El día siguiente a la Navidad comienza la segunda fase del mes y los días se precipitan al segundo hito, la Nochevieja. Acaba el año y todo son preparativos para despedirlo y brindar por el entrante, el recién nacido. ¿Qué harás después de las campanadas?, es la pregunta que define la vida en ese momento. Sin embargo, más allá del hito, se encuentran los días, los últimos días del año. No volverá a vivirse ese año y, de pronto, parece como si hubiera que decidir sobre los últimos días de una vida. Qué finalizarás este año y qué dejarás para el siguiente, qué comenzarás el uno de enero y qué dejarás atrás. Atravesar una puerta de futuro incierto, Alicia decidiendo qué puerta atravesar, sabiendo que aguardan caminos bien diferentes en el país de las maravillas. En el fondo, deseamos dejar atrás lo peor, proseguir con lo mejor e iniciar una etapa con nuevos objetivos y una vitalidad renovada. Quizá sea lo más probable que comencemos esa etapa durmiendo agotados y saturados, con resaca de la noche anterior y de los días que la antecedieron. Aquellos que la tomaron con calma, despertarán temprano y saldrán a pasear por las desiertas calles soleadas. La primera mañana del año siempre es soleada, los dioses nos conceden esa gracia. No obstante, sea como sea el despertar, no definirá nuestro año iniciado, que, lo más seguro, será como cada año, con sus altibajos y sorpresas, y con su devenir despreocupado de las medidas de tiempo y de los deseos humanos.

Ambas fases tienen en común los puestos de castañas asadas, la canela, el clavo y el cardomomo, el vino caliente y el jengibre, la naranja, la miel y el chocolate, las especias y la repostería recién horneada… y la familia y el amor que esconde, acentuado en estos meses de diciembre. Los abetos adornan las casas y guarecen a sus pies los regalos escogidos y envueltos con cariño. El aire se impregna de verde esmeralda, rojo rubí y azul zafiro, piedras preciosas que nos iluminan y que muestran nuestro ser natural. Si estás atento y dispuesto, incluso el niño interior que albergas en lo profundo y que llevas a pasear por estas sensaciones, recordando tiempos vividos y emocionado por los momentos presentes.

Diciembre se embarga de esta espiritualidad, de esta lluvia de sensaciones variopintas y de esa calidez que sonroja las mejillas al frío de la intemperie. Desearía que las casas tuvieran chimenea para escuchar crepitar la madera ardiendo en el hogar.

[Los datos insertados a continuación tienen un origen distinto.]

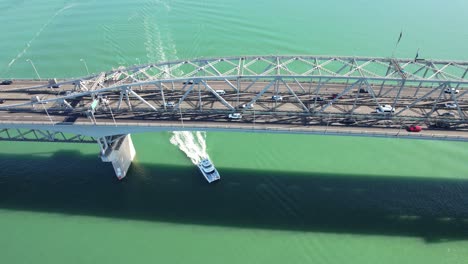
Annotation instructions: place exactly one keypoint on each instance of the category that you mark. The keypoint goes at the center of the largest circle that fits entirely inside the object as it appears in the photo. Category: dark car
(191, 82)
(414, 128)
(362, 90)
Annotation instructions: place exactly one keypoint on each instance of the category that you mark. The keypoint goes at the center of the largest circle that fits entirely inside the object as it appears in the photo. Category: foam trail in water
(193, 144)
(38, 33)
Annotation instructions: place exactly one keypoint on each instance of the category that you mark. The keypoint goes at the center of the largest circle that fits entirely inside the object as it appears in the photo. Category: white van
(220, 92)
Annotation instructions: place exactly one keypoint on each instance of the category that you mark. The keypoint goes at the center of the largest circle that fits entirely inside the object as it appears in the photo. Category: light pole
(34, 67)
(86, 66)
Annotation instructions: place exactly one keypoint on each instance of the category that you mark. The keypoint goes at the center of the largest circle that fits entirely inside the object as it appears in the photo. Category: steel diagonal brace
(185, 95)
(434, 107)
(399, 92)
(142, 100)
(262, 92)
(294, 94)
(455, 100)
(422, 98)
(345, 91)
(220, 98)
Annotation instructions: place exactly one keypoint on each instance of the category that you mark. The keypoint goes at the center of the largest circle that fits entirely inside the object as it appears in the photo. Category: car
(191, 82)
(448, 114)
(220, 92)
(235, 116)
(382, 109)
(450, 105)
(247, 106)
(318, 99)
(169, 104)
(414, 128)
(348, 121)
(362, 90)
(451, 90)
(277, 98)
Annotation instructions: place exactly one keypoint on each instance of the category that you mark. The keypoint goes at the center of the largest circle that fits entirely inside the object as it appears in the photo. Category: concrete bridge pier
(119, 150)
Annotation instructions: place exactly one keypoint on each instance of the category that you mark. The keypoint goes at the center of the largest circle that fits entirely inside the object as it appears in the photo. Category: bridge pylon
(119, 150)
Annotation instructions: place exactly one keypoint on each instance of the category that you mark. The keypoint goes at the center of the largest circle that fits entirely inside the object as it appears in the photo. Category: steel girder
(343, 88)
(36, 135)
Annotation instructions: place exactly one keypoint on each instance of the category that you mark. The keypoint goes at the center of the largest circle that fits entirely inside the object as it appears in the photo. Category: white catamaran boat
(208, 170)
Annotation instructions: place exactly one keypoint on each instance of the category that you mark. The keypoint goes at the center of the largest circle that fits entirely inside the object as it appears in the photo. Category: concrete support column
(120, 151)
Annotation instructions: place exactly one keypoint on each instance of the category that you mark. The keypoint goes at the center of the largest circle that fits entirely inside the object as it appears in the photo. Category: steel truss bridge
(287, 94)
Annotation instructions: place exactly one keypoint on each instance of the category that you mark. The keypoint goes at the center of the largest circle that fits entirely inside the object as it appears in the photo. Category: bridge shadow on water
(70, 183)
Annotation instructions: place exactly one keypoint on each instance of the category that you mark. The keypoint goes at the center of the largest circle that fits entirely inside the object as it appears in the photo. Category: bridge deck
(168, 93)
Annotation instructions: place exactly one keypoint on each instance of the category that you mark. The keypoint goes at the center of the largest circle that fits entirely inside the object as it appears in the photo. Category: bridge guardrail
(258, 127)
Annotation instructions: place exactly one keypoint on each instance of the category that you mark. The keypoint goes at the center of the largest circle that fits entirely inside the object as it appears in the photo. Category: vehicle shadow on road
(71, 183)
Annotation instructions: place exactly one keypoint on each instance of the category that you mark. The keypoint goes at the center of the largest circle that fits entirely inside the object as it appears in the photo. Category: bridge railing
(261, 128)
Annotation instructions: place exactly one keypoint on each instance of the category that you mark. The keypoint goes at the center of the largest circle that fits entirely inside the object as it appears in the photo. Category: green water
(282, 198)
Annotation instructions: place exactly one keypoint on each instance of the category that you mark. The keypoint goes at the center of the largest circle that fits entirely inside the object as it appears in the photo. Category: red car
(414, 128)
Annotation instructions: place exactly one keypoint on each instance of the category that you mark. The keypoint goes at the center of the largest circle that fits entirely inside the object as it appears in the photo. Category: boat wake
(38, 33)
(193, 144)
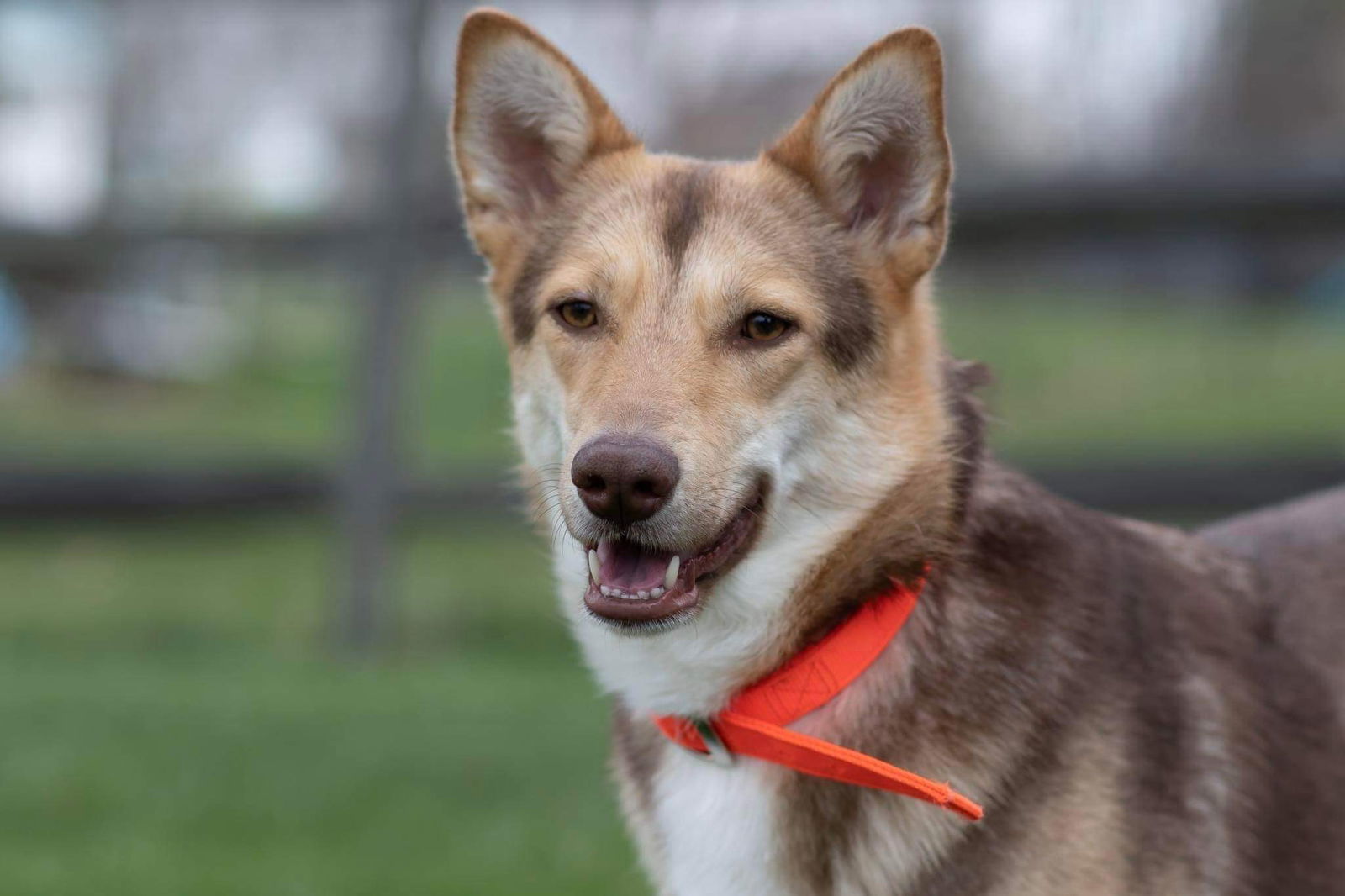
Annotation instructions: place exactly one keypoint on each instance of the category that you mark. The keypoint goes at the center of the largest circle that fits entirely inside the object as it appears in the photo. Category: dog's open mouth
(634, 586)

Sentaría a la familia en torno a la lumbre para contar historias y disfrutar de la noche hasta consumirse las brasas. Tomaríamos tarta de manzana y dulces, y disfrutaríamos con algún juego entretenido. Desearía que los desconocidos pudiesen darse la oportunidad de conocerse, que tuviesen el atrevimiento de saludarse e intercambiar unas palabras amables, así como hacíamos de niños en el parque, acercándonos impulsivamente a otros niños para preguntarles o invitarles a unirse. Sin duda, Diciembre es el mes de los niños. Lo mismo da la edad que tengan o lo adultos que se consideren. Los últimos días del año pertenecen a esa inocencia, a esa emotividad sencilla, a la ilusión y la esperanza cogidas de la mano en una sonrisa o en una mirada tierna y brillante. Es la anomalía mayor de este mes: esa luz preciosa.